The filmmakers built a huge contraption — the side of an apartment building that would move — on which Grace and Hawkins would sing and dance and effortlessly move in and out of gravity. "They can walk on the side and then also slide all the way down the wall, and I did a magic movie before, so I also know that audience needs to see you doing it to prove it."
West Side Story
With its upcoming Steven Spielberg-Tony Kushner remake coming out at the end of the year, this classic urban musical will be getting quite a bit of attention this year. And though not acknowledged by Chu, there are moments, especially in an impromptu dance number in an alley, that recall the "Dance at the Gym" number in which the rival gangs square off. No such rivalry here, but it is the reference, intentional or not, is here. As does the idea of escaping the neighborhood to a better place, which is the subtext of both stories and is expressed in "West Side Story" with "Somewhere."
Bye Bye Birdie
At the onset of "96,000," Usvani, Benny, and their besties sing about what they would do with the lottery winnings. And as they walk, they accent their words with clever animation — doodles-of-sorts. The last time anyone doodled on screen in a musical number was when Dick Van Dyke did so to cheer up Janet Leigh in the 1962 film version of this surprise 1960 Broadway hit. It, like "In The Heights," marked the Broadway debut of new songwriting talent — the team of Charles Strouse and Lee Adams; and, like "In The Heights," "Bye Bye Birdie" won a Best Musical Tony.
"New York, New York" (or any musical with a dream ballet)
The dream ballet has been a musical theater staple since "Oklahoma!" At MGM during the heyday of the film musical, this elongated, stylized number became the highpoint of such musicals as "An American in Paris" and "The Band Wagon," both directed by Vincente Minnelli.
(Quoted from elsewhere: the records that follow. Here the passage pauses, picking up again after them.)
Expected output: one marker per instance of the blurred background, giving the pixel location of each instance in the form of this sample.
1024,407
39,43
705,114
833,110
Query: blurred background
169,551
Then, in the late 1970s, Martin Scorsese teamed with Liza Minnelli, Vincente's daughter with Judy Garland, for his dark homage to the MGM musical, "New York, New York," which culminated with a lengthy dream sequence, called "Happy Endings," in which the story of the film was refracted in a spectacular musical montage.
In "In The Heights," that dream ballet moment is found in a song — the powerful "Paciencia y Fe" in which the film's matriarch, Abuela Claudia (played by Cuban-American actress Olga Merediz), sings of her family's emigration from La Vibora—"the Washington Heights of Havana"—to the hard life in New York where the only employment for women was as domestics. Chu stages her journey in a dream-like fashion on a New York subway in which Cuban immigrants blend with everyday subway riders. Chu explained to TCM that he came up with the idea of Claudia, whom he described as "the motherly figure of a block," would "dance about coming to America through the subways of New York City through the history of the subway system." He saw it as "almost like an art installation right into the streets of Washington Heights, not cutting to somewhere else."